According to Jeff Coons PhD, CFP™, the term collectible may represent such items as artwork, jewelry, sports memorabilia, stamps, and wine. While a detailed discussion of the wide variety of collectibles markets is outside the scope of this post, there are common characteristics of collectibles as an investment. 

Common Collectible Characteristics

First, the value of a collectible generally rests entirely in the eye of the beholder.  Since there is typically no cash flows associated with a collectible, unless the collector charges at the door for a look at their collection, the value of the collectible is only what another collector is willing to pay for that particular item. 

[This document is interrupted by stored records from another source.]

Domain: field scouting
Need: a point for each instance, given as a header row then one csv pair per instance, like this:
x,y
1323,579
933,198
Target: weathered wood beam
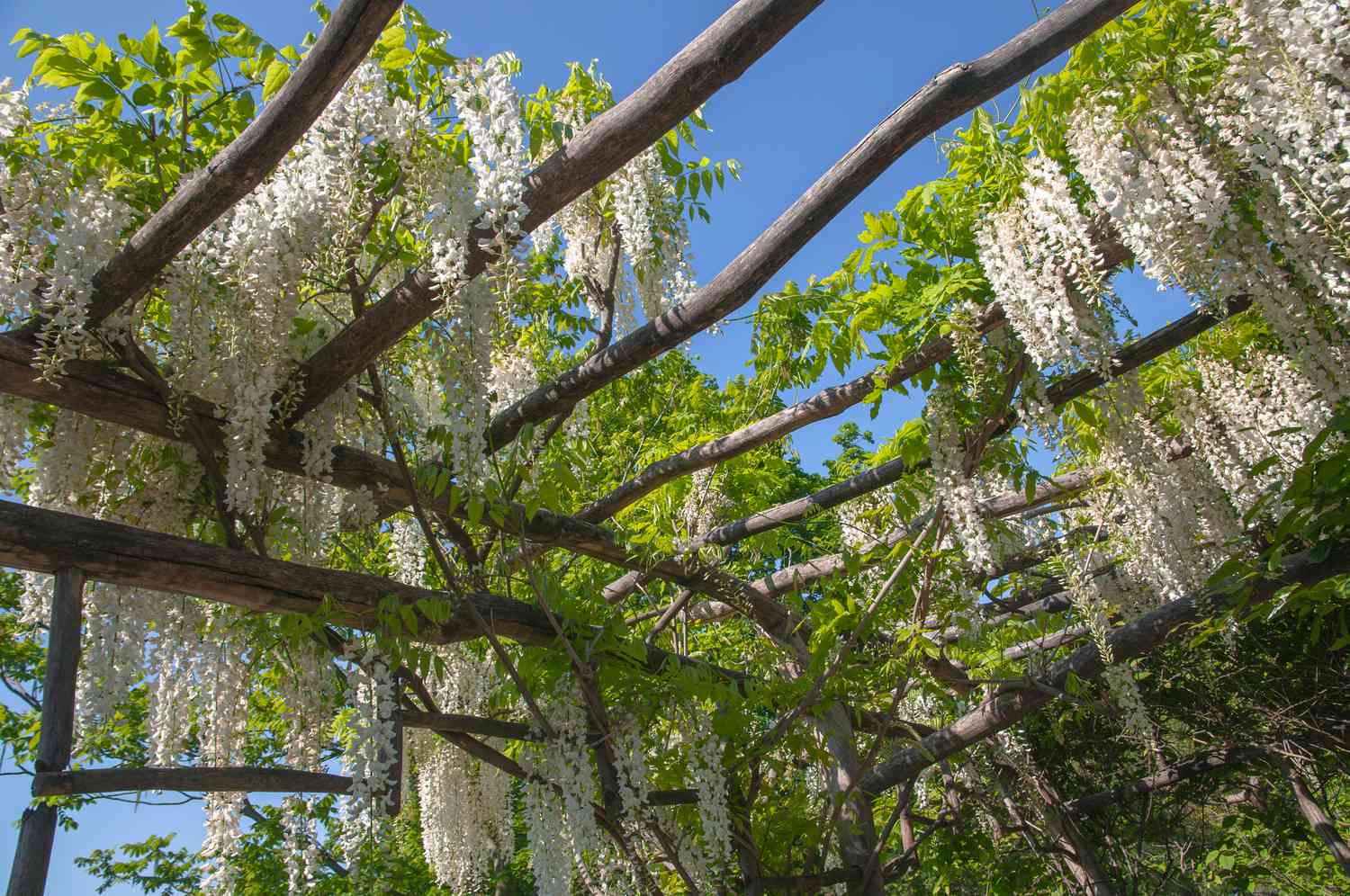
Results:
x,y
100,391
1171,776
823,405
1317,817
48,540
38,830
953,92
1075,386
220,779
1137,639
345,42
713,59
469,725
1048,641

Second, while there are some collectibles that may be considered standardized across individual pieces in terms of quality and other defining characteristics, collectible investments are generally unique.  As a result, there is typically not an active market with prices established on a regular basis for most collectibles in a manner similar to the stock and bond markets.

Assessment

In total, the lack of ongoing cash payments from a collectible and the general non-comparability of items result in the collectibles market being more of a knowledge-based market than most of the investments discussed on the E-P.  Since the value of a collectible is limited to the amount that another collector-investor is willing to pay for the item, a knowledgeable investor may be able to benefit from the lack of information of another investor. 

By the same token, if a physician-investor does not have superior information regarding the value of a collectible, then the basic lack of economic fundamentals behind a return assumption for such investments makes collectibles generally less attractive as compared to investments providing ongoing cash payments.